Dokumen ini menjadi pedoman dalam mengatur kehidupan masyarakat Madinah yang terdiri dari berbagai suku dan agama.
Dengan adanya Piagam Madinah, kota tersebut menjadi model negara yang berlandaskan persatuan, keadilan, dan toleransi.
Piagam ini membuktikan bahwa Islam sejak awal telah menganut nilai-nilai demokratis dan kemanusiaan.
Baca Juga: Perang Uhud: Strategi, Kesalahan, dan Pelajaran Penting bagi Umat Islam
Latar Belakang Piagam Madinah
Sebelum kedatangan Rasulullah SAW, Madinah yang kala itu masih disebut Yatsrib sering dilanda konflik antarsuku, terutama antara Aus dan Khazraj.
Selain itu, terdapat juga suku-suku Yahudi seperti Bani Qainuqa', Bani Nadir, dan Bani Quraizhah yang memiliki peran penting dalam dinamika sosial Madinah. Setelah hijrah, Rasulullah SAW diangkat sebagai pemimpin oleh penduduk Madinah.
Untuk menciptakan stabilitas dan perdamaian, beliau menyusun sebuah perjanjian tertulis yang mengatur hak dan kewajiban semua penduduk Madinah, baik Muslim maupun non-Muslim.
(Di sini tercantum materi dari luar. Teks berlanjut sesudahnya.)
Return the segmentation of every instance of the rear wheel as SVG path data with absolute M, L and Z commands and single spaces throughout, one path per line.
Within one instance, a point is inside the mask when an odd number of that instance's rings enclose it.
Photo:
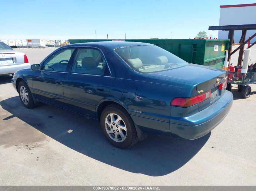
M 101 129 L 110 143 L 121 148 L 128 148 L 138 141 L 133 121 L 127 111 L 118 105 L 107 107 L 101 116 Z
M 250 97 L 251 93 L 251 88 L 249 86 L 245 86 L 242 91 L 242 95 L 244 98 L 248 98 Z
M 23 105 L 29 109 L 34 107 L 35 104 L 32 94 L 26 83 L 24 81 L 21 81 L 18 88 L 20 99 Z
M 227 84 L 227 88 L 226 88 L 226 89 L 227 90 L 229 91 L 231 91 L 232 88 L 232 86 L 231 85 L 231 84 Z

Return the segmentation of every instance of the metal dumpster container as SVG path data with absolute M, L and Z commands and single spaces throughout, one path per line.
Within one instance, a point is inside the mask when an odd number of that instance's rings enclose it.
M 108 41 L 124 40 L 109 40 Z M 221 68 L 229 39 L 126 39 L 155 44 L 190 63 Z M 106 41 L 105 39 L 70 39 L 70 44 Z

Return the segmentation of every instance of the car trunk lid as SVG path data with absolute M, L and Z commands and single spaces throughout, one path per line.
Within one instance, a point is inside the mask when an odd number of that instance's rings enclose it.
M 191 94 L 191 97 L 210 91 L 210 98 L 198 104 L 198 110 L 201 111 L 213 103 L 223 95 L 225 87 L 219 90 L 219 85 L 225 81 L 227 73 L 221 69 L 191 64 L 148 75 L 196 85 L 196 94 Z
M 17 54 L 20 53 L 16 51 L 1 50 L 0 52 L 0 66 L 22 63 L 23 61 L 21 60 L 22 58 L 20 58 L 20 56 L 17 57 Z

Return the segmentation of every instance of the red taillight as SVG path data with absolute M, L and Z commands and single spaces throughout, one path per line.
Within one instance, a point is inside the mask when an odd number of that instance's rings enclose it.
M 211 91 L 208 91 L 191 97 L 176 97 L 172 101 L 171 105 L 173 106 L 187 107 L 202 102 L 210 97 Z
M 221 84 L 220 84 L 219 85 L 219 90 L 222 90 L 223 88 L 225 88 L 226 86 L 227 85 L 227 84 L 228 83 L 228 79 L 227 79 L 223 83 Z
M 24 55 L 24 63 L 28 63 L 28 57 L 27 57 L 27 56 L 25 54 Z

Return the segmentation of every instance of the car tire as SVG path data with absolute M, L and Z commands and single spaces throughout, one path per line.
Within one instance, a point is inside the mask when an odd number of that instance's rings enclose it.
M 120 148 L 131 146 L 138 141 L 134 123 L 123 107 L 112 104 L 106 107 L 101 115 L 101 126 L 106 138 Z
M 227 84 L 227 88 L 226 88 L 226 89 L 229 91 L 231 91 L 231 89 L 232 89 L 232 86 L 231 84 Z
M 240 85 L 237 85 L 237 90 L 239 92 L 241 92 L 243 91 L 243 89 L 244 87 L 244 86 L 242 86 Z
M 19 83 L 18 92 L 21 101 L 25 107 L 29 109 L 35 107 L 35 104 L 31 92 L 24 81 L 21 81 Z
M 250 86 L 245 86 L 242 91 L 242 95 L 244 98 L 248 98 L 250 97 L 251 92 L 251 88 Z

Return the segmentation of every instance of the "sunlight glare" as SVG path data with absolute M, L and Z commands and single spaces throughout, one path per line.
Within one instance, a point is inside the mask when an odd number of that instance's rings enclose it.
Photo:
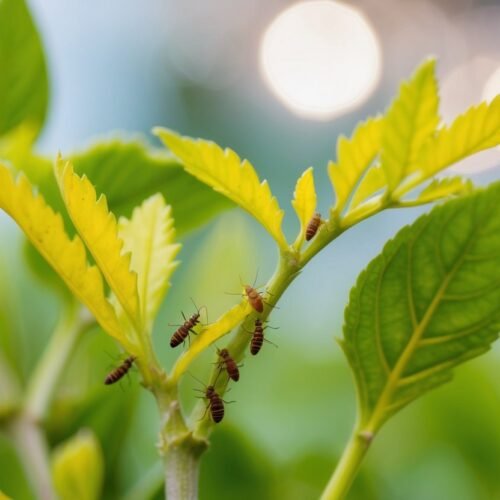
M 380 79 L 375 32 L 356 9 L 329 1 L 283 11 L 261 41 L 266 83 L 299 116 L 328 120 L 360 105 Z

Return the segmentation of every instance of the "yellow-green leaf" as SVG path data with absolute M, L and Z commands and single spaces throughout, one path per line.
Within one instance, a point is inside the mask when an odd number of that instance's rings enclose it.
M 426 179 L 474 153 L 500 144 L 500 95 L 471 107 L 428 141 L 415 162 Z
M 8 168 L 0 165 L 0 186 L 0 208 L 16 221 L 102 328 L 126 346 L 115 311 L 104 296 L 101 273 L 97 267 L 88 265 L 81 239 L 68 238 L 61 216 L 45 203 L 42 196 L 33 194 L 33 188 L 24 175 L 15 182 Z
M 238 305 L 229 309 L 215 323 L 202 328 L 196 338 L 191 342 L 191 346 L 185 351 L 172 369 L 172 383 L 175 383 L 179 377 L 188 369 L 188 366 L 194 359 L 201 354 L 207 347 L 218 339 L 228 334 L 236 325 L 252 312 L 248 300 L 240 302 Z
M 141 326 L 137 275 L 130 270 L 130 255 L 123 254 L 115 216 L 106 197 L 97 199 L 86 176 L 79 177 L 69 162 L 58 159 L 56 177 L 69 216 L 95 259 L 125 313 L 137 328 Z
M 316 210 L 316 202 L 313 168 L 309 167 L 297 180 L 293 193 L 292 206 L 300 222 L 300 234 L 297 238 L 299 246 L 304 241 L 307 224 Z
M 371 118 L 356 127 L 352 137 L 340 137 L 337 162 L 328 164 L 328 175 L 335 191 L 335 207 L 342 212 L 349 198 L 380 150 L 382 118 Z
M 104 458 L 91 431 L 80 431 L 55 450 L 52 477 L 60 500 L 101 498 Z
M 366 172 L 356 191 L 354 191 L 354 195 L 349 205 L 349 211 L 357 208 L 386 186 L 387 179 L 385 178 L 384 170 L 380 165 L 374 165 Z
M 422 64 L 384 118 L 381 164 L 392 192 L 411 173 L 419 151 L 439 123 L 435 61 Z
M 118 233 L 124 250 L 132 256 L 130 265 L 137 273 L 141 318 L 150 332 L 178 265 L 174 259 L 181 245 L 174 243 L 172 209 L 161 194 L 151 196 L 134 209 L 130 220 L 120 218 Z
M 401 206 L 414 206 L 430 203 L 449 196 L 469 194 L 473 191 L 473 184 L 468 179 L 462 177 L 445 177 L 444 179 L 434 179 L 415 200 L 401 201 Z
M 231 149 L 223 150 L 211 141 L 182 137 L 165 128 L 156 128 L 154 132 L 182 161 L 188 173 L 253 215 L 282 249 L 288 247 L 281 229 L 283 210 L 267 181 L 260 182 L 247 160 L 242 161 Z

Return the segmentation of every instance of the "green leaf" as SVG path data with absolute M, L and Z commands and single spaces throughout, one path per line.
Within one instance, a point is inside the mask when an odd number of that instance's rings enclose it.
M 123 252 L 116 218 L 108 209 L 106 197 L 100 195 L 98 198 L 89 179 L 75 174 L 70 162 L 58 159 L 55 173 L 78 234 L 131 323 L 140 330 L 137 274 L 130 269 L 130 254 Z
M 130 217 L 146 198 L 160 193 L 172 207 L 175 229 L 183 235 L 204 225 L 234 205 L 193 176 L 164 151 L 147 149 L 140 141 L 114 140 L 96 144 L 69 159 L 79 175 L 86 174 L 97 191 L 106 194 L 117 217 Z
M 412 207 L 431 203 L 436 200 L 448 198 L 450 196 L 460 196 L 470 194 L 473 184 L 469 179 L 462 177 L 445 177 L 434 179 L 430 182 L 414 200 L 405 200 L 398 203 L 399 207 Z
M 500 145 L 500 95 L 473 106 L 427 142 L 415 160 L 420 179 L 427 179 L 479 151 Z
M 0 155 L 23 171 L 57 211 L 64 203 L 53 174 L 54 161 L 30 152 L 29 129 L 13 134 Z M 80 153 L 65 155 L 75 173 L 92 179 L 96 190 L 105 193 L 109 209 L 117 216 L 130 217 L 146 198 L 160 193 L 172 207 L 176 231 L 182 235 L 200 227 L 232 204 L 184 172 L 171 155 L 148 149 L 141 141 L 110 140 L 96 143 Z
M 309 167 L 297 180 L 293 193 L 292 206 L 300 222 L 300 233 L 295 243 L 297 247 L 300 247 L 304 241 L 307 225 L 316 210 L 316 203 L 313 168 Z
M 401 85 L 384 118 L 381 164 L 391 192 L 410 173 L 410 166 L 439 123 L 435 65 L 434 60 L 425 62 Z
M 187 172 L 253 215 L 281 249 L 288 248 L 281 229 L 284 212 L 267 181 L 260 182 L 250 162 L 211 141 L 182 137 L 165 128 L 156 128 L 154 132 L 183 162 Z
M 49 205 L 63 215 L 67 231 L 75 234 L 53 173 L 53 161 L 31 153 L 32 131 L 21 127 L 0 147 L 0 156 L 23 171 L 38 187 Z M 109 209 L 117 216 L 130 217 L 135 206 L 160 193 L 172 207 L 178 235 L 202 226 L 231 202 L 197 181 L 177 160 L 163 151 L 147 149 L 140 141 L 101 142 L 87 151 L 69 156 L 75 172 L 92 179 L 96 190 L 105 193 Z M 31 245 L 26 255 L 31 268 L 45 283 L 64 296 L 66 288 L 55 273 L 38 258 Z
M 500 184 L 404 228 L 358 278 L 343 347 L 362 429 L 449 381 L 500 328 Z
M 24 0 L 0 1 L 0 136 L 47 112 L 48 81 L 40 37 Z
M 73 294 L 94 314 L 112 337 L 123 339 L 115 311 L 104 296 L 99 269 L 89 266 L 82 240 L 69 239 L 61 216 L 49 207 L 24 175 L 17 182 L 0 164 L 0 209 L 9 214 L 26 237 L 56 270 Z
M 356 127 L 350 139 L 340 137 L 338 140 L 337 162 L 328 164 L 328 175 L 335 191 L 334 209 L 338 213 L 345 209 L 358 182 L 378 155 L 382 127 L 382 118 L 370 118 Z M 359 201 L 355 199 L 351 209 Z
M 359 207 L 362 203 L 370 199 L 386 186 L 387 180 L 385 178 L 383 168 L 380 165 L 374 165 L 361 179 L 361 182 L 352 197 L 349 211 Z
M 153 321 L 179 264 L 174 259 L 181 245 L 174 243 L 175 230 L 172 210 L 160 194 L 151 196 L 132 213 L 121 217 L 118 234 L 124 251 L 131 253 L 130 266 L 137 273 L 141 318 L 146 331 Z
M 54 486 L 61 500 L 98 500 L 104 478 L 104 460 L 91 431 L 80 431 L 54 452 Z

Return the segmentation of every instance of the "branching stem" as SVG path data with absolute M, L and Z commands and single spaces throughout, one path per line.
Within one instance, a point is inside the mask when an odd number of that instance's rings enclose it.
M 372 440 L 372 434 L 360 432 L 358 428 L 354 430 L 321 500 L 345 498 Z

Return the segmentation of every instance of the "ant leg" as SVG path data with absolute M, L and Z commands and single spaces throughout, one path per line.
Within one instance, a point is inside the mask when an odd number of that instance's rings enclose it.
M 266 304 L 266 306 L 269 306 L 271 309 L 279 309 L 278 306 L 273 306 L 272 304 L 270 304 L 269 302 L 266 302 L 265 300 L 263 300 L 262 302 L 264 302 L 264 304 Z
M 210 402 L 207 404 L 205 411 L 203 412 L 203 415 L 201 418 L 198 419 L 198 421 L 203 420 L 207 416 L 207 411 L 210 408 Z
M 272 344 L 274 347 L 278 347 L 274 342 L 271 342 L 270 340 L 264 339 L 264 342 L 267 342 L 268 344 Z

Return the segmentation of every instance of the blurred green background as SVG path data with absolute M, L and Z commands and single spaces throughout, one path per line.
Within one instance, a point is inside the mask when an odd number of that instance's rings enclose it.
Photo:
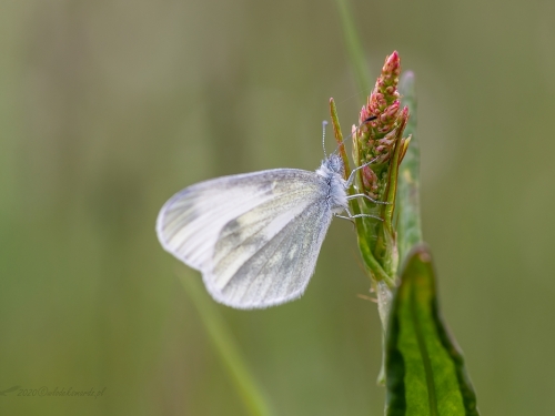
M 555 3 L 351 6 L 372 77 L 395 49 L 416 73 L 424 237 L 478 406 L 552 414 Z M 367 91 L 336 4 L 3 1 L 0 32 L 0 390 L 105 387 L 0 413 L 245 414 L 154 221 L 199 180 L 315 169 L 330 97 L 349 131 Z M 383 414 L 367 288 L 335 221 L 301 301 L 216 305 L 278 415 Z

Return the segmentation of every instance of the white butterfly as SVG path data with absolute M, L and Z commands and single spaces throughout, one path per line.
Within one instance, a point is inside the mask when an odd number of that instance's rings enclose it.
M 353 171 L 354 173 L 354 171 Z M 263 308 L 299 298 L 314 273 L 332 217 L 353 219 L 343 160 L 315 172 L 275 169 L 185 187 L 160 211 L 160 243 L 200 271 L 224 305 Z M 375 201 L 374 201 L 375 202 Z M 349 216 L 339 215 L 346 212 Z

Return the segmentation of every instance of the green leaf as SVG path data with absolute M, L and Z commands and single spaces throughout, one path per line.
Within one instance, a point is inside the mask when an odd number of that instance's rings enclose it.
M 387 416 L 477 416 L 464 358 L 440 314 L 432 256 L 406 257 L 385 343 Z

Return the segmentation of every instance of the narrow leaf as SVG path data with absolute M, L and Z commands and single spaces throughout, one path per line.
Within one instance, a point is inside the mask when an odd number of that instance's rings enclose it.
M 406 257 L 385 347 L 385 415 L 478 416 L 462 352 L 440 314 L 425 245 L 415 246 Z

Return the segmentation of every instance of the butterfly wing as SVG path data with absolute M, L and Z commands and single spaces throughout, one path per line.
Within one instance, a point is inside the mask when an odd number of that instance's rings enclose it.
M 202 272 L 211 295 L 238 308 L 304 292 L 332 219 L 325 181 L 279 169 L 190 186 L 160 211 L 163 247 Z

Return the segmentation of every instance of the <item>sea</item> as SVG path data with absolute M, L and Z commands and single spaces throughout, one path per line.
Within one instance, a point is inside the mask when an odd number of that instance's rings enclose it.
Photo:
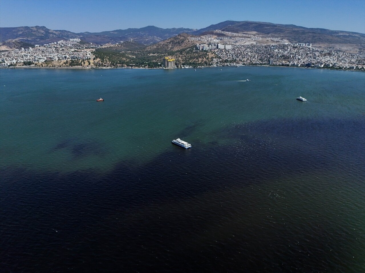
M 2 69 L 0 171 L 1 272 L 365 270 L 363 72 Z

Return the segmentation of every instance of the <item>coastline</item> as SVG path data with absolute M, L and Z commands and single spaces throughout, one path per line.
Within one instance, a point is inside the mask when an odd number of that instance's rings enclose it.
M 302 68 L 302 69 L 325 69 L 326 70 L 338 70 L 339 71 L 352 71 L 354 72 L 365 72 L 365 71 L 364 70 L 357 70 L 356 69 L 341 69 L 339 68 L 331 68 L 329 67 L 297 67 L 297 66 L 269 66 L 267 65 L 255 65 L 253 64 L 243 64 L 241 66 L 253 66 L 253 67 L 285 67 L 287 68 Z M 206 66 L 204 67 L 204 68 L 213 68 L 214 67 L 233 67 L 230 66 Z M 191 67 L 189 68 L 191 69 L 196 69 L 196 68 Z M 39 67 L 39 66 L 8 66 L 8 67 L 0 67 L 0 69 L 2 68 L 10 68 L 10 69 L 15 69 L 15 68 L 31 68 L 33 69 L 43 69 L 45 68 L 47 69 L 162 69 L 163 68 L 160 67 L 156 67 L 156 68 L 146 68 L 146 67 L 81 67 L 81 66 L 70 66 L 70 67 L 61 67 L 61 66 L 56 66 L 54 67 Z M 182 68 L 170 68 L 172 69 L 182 69 Z M 188 69 L 184 68 L 184 69 Z

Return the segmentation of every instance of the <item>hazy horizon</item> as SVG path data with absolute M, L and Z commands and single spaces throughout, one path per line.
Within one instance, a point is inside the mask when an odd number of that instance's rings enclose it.
M 0 1 L 1 27 L 38 25 L 75 33 L 98 32 L 149 25 L 200 29 L 227 20 L 292 24 L 365 33 L 365 1 Z

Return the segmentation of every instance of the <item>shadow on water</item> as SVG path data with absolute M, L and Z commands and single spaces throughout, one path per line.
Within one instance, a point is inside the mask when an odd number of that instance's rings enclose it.
M 203 124 L 193 123 L 179 135 L 189 135 Z M 145 164 L 120 162 L 106 174 L 3 167 L 0 222 L 7 255 L 3 268 L 9 272 L 334 272 L 333 261 L 326 260 L 329 254 L 322 250 L 336 249 L 346 238 L 333 240 L 322 230 L 318 234 L 323 232 L 322 236 L 314 237 L 307 222 L 297 223 L 300 232 L 282 225 L 260 233 L 253 225 L 247 233 L 224 240 L 210 230 L 212 226 L 225 227 L 227 215 L 238 217 L 235 207 L 223 205 L 230 198 L 224 195 L 227 189 L 250 189 L 298 175 L 300 170 L 307 173 L 335 172 L 338 166 L 345 173 L 363 170 L 364 132 L 363 119 L 263 121 L 216 132 L 218 137 L 231 140 L 229 145 L 168 149 Z M 100 145 L 70 138 L 53 151 L 66 150 L 77 158 L 96 153 Z M 364 178 L 363 172 L 360 175 Z M 208 192 L 216 198 L 198 198 Z M 244 198 L 239 202 L 251 207 Z M 289 249 L 284 245 L 296 238 L 289 235 L 293 232 L 301 234 L 296 236 L 302 245 Z M 336 268 L 338 272 L 346 272 L 343 266 Z
M 107 153 L 105 143 L 92 139 L 82 139 L 77 137 L 69 137 L 60 141 L 51 149 L 51 153 L 66 151 L 69 153 L 73 160 L 91 155 L 101 155 Z

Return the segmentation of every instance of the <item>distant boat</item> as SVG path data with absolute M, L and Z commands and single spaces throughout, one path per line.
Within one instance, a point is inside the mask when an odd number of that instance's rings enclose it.
M 187 149 L 188 148 L 191 148 L 191 144 L 188 143 L 188 142 L 184 141 L 182 141 L 180 138 L 177 138 L 176 139 L 174 139 L 172 142 L 174 144 L 178 145 L 179 146 L 180 146 L 183 148 L 185 148 L 185 149 Z
M 302 97 L 301 96 L 298 97 L 298 98 L 297 98 L 297 99 L 298 100 L 301 100 L 302 102 L 307 101 L 307 99 L 304 99 L 304 98 Z

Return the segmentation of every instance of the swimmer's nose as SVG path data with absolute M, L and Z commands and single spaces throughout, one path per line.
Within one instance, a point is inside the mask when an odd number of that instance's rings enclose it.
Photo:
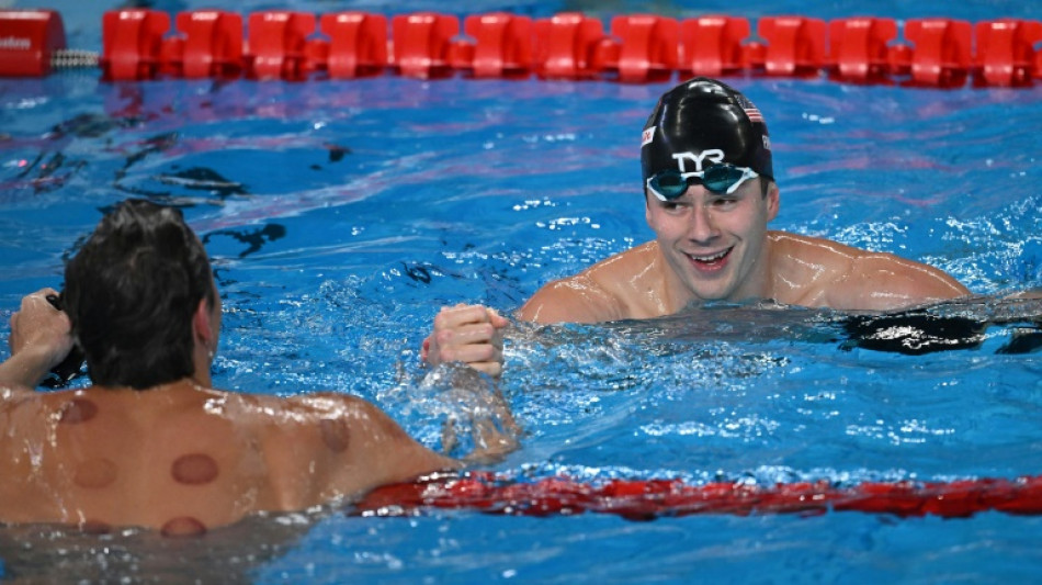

Isi dan Struktur Piagam Madinah
Piagam Madinah terdiri dari 47 pasal yang mencakup berbagai aspek sosial, politik, dan hukum. Perjanjian ini mengatur bahwa seluruh penduduk Madinah, termasuk Muslim dan non-Muslim, diakui sebagai satu umat yang hidup berdampingan dalam perdamaian.
Kebebasan beragama dijamin, dan kaum Yahudi serta kelompok non-Muslim lainnya tetap diperbolehkan menjalankan keyakinan mereka tanpa paksaan.
Hukum berlaku adil bagi semua pihak tanpa memandang latar belakang agama atau suku. Setiap individu diwajibkan untuk menjaga keamanan kota dan membela Madinah jika ada ancaman dari luar.
Rasulullah SAW berperan sebagai pemimpin tertinggi yang menjadi pemersatu dan penengah dalam setiap perselisihan yang terjadi.
Baca Juga: Ekspansi Islam di Masa Umar bin Khattab: Perjalanan Sejarah yang Mengubah Dunia
Makna dan Hikmah dari Piagam Madinah
Piagam Madinah bukan hanya sebuah perjanjian biasa, tetapi merupakan model pemerintahan yang menitikberatkan pada persatuan dan keadilan.
Salah satu nilai utama dalam piagam ini adalah toleransi antarumat beragama. Islam mengajarkan sikap menghormati pemeluk agama lain dan menjunjung tinggi hak-hak mereka.